If you have a large raster, you divide it into multiple smaller tiles and apply the trainDI object afterwards to each tile.

r1 = crop(predictors, c(0,7,42.33333,54.83333))
r2 = crop(predictors, c(7,14,42.33333,54.83333))
r3 = crop(predictors, c(14,21,42.33333,54.83333))

grid.arrange(spplot(r1[[1]], main = "Tile 1"),
             spplot(r2[[1]], main = "Tile 2"),
             spplot(r3[[1]], main = "Tile 3"), ncol = 3)

Use the trainDI argument in the aoa function to specify, that you want to use a previously computed trainDI object.

aoa_r1 = aoa(newdata = r1, trainDI = model_random_trainDI)

grid.arrange(spplot(r1[[1]], main = "Tile 1: Predictors"),
             spplot(aoa_r1$DI, main = "Tile 1: DI"),
             spplot(aoa_r1$AOA, main = "Tile 1: AOA"), ncol = 3)

You can now run the aoa function in parallel on the different tiles!

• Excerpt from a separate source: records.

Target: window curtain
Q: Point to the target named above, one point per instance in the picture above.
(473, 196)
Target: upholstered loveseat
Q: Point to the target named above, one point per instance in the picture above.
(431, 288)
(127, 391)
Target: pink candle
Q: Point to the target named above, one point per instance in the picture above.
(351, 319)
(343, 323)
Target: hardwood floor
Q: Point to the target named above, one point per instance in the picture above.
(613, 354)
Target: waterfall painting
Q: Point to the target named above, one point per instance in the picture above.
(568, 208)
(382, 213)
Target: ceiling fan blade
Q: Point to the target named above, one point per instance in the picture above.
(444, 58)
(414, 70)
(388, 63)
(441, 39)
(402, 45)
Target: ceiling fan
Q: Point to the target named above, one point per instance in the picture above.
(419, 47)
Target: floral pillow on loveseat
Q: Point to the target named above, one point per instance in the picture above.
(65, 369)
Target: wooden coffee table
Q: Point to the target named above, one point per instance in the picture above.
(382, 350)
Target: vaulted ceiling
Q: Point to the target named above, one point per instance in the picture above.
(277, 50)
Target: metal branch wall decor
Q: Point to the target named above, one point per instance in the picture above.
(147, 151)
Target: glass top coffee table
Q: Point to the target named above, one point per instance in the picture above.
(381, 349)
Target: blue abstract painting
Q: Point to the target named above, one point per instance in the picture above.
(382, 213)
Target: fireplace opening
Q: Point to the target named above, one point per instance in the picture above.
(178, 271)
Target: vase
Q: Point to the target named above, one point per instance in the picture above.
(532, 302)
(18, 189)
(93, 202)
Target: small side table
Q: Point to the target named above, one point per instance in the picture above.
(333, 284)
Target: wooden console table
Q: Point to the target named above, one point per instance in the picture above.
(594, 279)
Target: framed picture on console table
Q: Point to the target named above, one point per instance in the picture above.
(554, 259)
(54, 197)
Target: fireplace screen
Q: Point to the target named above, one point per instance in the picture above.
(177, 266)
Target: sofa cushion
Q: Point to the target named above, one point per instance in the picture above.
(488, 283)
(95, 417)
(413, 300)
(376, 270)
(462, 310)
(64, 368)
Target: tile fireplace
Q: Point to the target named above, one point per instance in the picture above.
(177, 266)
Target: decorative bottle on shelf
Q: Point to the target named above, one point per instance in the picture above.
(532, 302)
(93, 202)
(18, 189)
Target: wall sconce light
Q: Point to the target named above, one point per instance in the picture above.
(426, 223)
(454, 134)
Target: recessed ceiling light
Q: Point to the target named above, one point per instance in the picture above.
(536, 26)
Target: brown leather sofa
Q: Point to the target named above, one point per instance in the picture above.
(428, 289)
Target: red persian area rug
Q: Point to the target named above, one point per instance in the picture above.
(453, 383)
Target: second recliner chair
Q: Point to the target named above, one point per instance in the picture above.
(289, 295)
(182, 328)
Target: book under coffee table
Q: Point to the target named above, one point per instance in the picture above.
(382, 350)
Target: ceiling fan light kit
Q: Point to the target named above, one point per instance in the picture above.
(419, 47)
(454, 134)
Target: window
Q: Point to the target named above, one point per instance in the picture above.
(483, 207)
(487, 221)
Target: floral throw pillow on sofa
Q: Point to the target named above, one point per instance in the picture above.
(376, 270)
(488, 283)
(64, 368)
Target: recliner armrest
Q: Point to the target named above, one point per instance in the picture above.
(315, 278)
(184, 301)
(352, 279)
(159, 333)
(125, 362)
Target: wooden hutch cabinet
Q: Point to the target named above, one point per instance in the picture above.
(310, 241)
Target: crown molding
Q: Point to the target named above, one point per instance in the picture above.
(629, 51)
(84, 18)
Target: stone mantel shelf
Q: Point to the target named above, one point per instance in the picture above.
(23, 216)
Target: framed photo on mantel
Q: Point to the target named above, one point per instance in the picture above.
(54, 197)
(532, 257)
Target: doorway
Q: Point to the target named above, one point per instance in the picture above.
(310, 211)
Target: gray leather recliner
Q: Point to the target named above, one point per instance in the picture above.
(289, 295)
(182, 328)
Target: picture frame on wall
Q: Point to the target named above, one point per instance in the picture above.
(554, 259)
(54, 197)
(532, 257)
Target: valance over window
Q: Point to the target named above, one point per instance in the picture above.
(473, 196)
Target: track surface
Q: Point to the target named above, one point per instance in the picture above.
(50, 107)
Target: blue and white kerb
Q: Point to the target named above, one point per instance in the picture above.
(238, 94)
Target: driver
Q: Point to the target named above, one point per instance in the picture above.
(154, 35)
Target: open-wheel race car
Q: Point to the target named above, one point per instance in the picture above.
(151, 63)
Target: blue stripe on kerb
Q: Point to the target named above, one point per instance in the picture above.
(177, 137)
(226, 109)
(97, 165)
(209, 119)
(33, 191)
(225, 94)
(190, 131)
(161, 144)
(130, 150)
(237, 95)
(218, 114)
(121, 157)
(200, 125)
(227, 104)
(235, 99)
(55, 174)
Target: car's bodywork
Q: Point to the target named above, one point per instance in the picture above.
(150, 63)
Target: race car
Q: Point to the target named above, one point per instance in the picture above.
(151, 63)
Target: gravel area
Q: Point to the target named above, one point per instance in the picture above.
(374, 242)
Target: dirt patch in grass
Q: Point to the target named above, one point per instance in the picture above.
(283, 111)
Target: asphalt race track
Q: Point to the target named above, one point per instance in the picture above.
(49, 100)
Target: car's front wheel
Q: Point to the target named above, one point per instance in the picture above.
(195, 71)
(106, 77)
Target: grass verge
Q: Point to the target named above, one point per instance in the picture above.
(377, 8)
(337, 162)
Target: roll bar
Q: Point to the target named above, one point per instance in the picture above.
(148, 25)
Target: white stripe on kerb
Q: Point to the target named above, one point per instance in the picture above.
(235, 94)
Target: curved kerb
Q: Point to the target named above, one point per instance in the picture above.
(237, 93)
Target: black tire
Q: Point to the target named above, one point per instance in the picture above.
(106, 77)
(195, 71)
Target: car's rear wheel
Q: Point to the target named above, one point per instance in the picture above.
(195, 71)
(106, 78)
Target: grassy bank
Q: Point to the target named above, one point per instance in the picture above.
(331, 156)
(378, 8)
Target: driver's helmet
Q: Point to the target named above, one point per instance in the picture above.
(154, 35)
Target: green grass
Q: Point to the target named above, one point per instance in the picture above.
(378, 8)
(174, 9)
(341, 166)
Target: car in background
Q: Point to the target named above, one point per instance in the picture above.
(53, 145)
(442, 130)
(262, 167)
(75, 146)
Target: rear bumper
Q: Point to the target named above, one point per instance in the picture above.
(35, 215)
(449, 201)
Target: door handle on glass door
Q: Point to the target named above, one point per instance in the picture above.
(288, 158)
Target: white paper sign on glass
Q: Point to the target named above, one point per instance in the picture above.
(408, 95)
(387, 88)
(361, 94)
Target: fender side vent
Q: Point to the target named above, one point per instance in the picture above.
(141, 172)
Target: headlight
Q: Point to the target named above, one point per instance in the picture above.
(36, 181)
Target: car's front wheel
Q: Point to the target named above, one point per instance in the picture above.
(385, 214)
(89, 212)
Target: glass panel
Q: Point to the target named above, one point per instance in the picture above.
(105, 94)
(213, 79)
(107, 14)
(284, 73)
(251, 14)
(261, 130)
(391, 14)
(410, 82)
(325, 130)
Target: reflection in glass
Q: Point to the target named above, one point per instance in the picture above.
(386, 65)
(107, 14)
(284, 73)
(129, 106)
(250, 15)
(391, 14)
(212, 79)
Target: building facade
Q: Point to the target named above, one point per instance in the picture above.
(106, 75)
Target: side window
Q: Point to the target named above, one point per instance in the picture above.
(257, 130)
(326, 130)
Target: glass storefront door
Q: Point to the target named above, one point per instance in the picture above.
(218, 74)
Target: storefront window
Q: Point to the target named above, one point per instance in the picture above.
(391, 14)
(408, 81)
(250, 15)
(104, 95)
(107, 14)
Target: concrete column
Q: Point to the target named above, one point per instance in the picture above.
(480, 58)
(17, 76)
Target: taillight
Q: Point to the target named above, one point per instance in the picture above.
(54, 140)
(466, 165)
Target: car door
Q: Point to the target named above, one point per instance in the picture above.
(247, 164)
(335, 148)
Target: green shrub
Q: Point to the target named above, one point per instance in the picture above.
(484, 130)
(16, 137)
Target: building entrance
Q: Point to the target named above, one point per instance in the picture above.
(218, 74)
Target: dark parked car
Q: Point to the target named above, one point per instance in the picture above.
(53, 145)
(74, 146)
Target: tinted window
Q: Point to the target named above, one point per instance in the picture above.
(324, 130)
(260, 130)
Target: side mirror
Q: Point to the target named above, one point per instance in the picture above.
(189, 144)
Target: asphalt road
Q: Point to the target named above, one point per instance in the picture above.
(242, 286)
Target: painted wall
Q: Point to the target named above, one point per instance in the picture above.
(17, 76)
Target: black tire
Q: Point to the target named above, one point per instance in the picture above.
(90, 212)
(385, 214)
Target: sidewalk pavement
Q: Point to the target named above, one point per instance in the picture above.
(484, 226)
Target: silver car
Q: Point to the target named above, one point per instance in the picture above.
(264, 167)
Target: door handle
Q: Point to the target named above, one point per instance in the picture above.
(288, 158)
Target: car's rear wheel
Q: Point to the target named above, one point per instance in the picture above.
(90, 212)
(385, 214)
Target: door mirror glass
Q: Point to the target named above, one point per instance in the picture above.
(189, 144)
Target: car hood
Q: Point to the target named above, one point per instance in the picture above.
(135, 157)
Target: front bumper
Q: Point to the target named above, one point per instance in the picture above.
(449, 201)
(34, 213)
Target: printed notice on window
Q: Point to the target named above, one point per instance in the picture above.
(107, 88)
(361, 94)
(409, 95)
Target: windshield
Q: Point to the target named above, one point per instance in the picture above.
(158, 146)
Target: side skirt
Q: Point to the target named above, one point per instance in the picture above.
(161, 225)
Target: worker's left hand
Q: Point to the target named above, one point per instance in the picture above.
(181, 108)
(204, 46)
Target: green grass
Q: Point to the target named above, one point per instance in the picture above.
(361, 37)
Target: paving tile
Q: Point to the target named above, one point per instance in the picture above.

Of course you can use for favorite parallel backend for this task, here we use mclapply from the parallel package.

library(parallel)

tiles_aoa = mclapply(list(r1, r2, r3), function(tile){
  aoa(newdata = tile, trainDI = model_random_trainDI)
  
}, mc.cores = 3)
grid.arrange(spplot(tiles_aoa[[1]]$AOA, main = "Tile 1"),
             spplot(tiles_aoa[[2]]$AOA, main = "Tile 2"),
             spplot(tiles_aoa[[3]]$AOA, main = "Tile 3"), ncol = 3)

For larger tasks it might be useful to save the tiles to you hard-drive and load them one by one to avoid filling up your RAM.

# Simple Example Code for raster tiles on the hard drive

tiles = list.files("path/to/tiles", full.names = TRUE)

tiles_aoa = mclapply(tiles, function(tile){
  current = raster::stack(tile)
  aoa(newdata = current, trainDI = model_random_trainDI)
  
}, mc.cores = 3)

Final Remarks

It should be possible to combine both parallelization methods! For example on a High Performance Cluster, multiple raster tiles can be handled by different nodes and then, each node computes the distance between prediction and training data on multiple cores.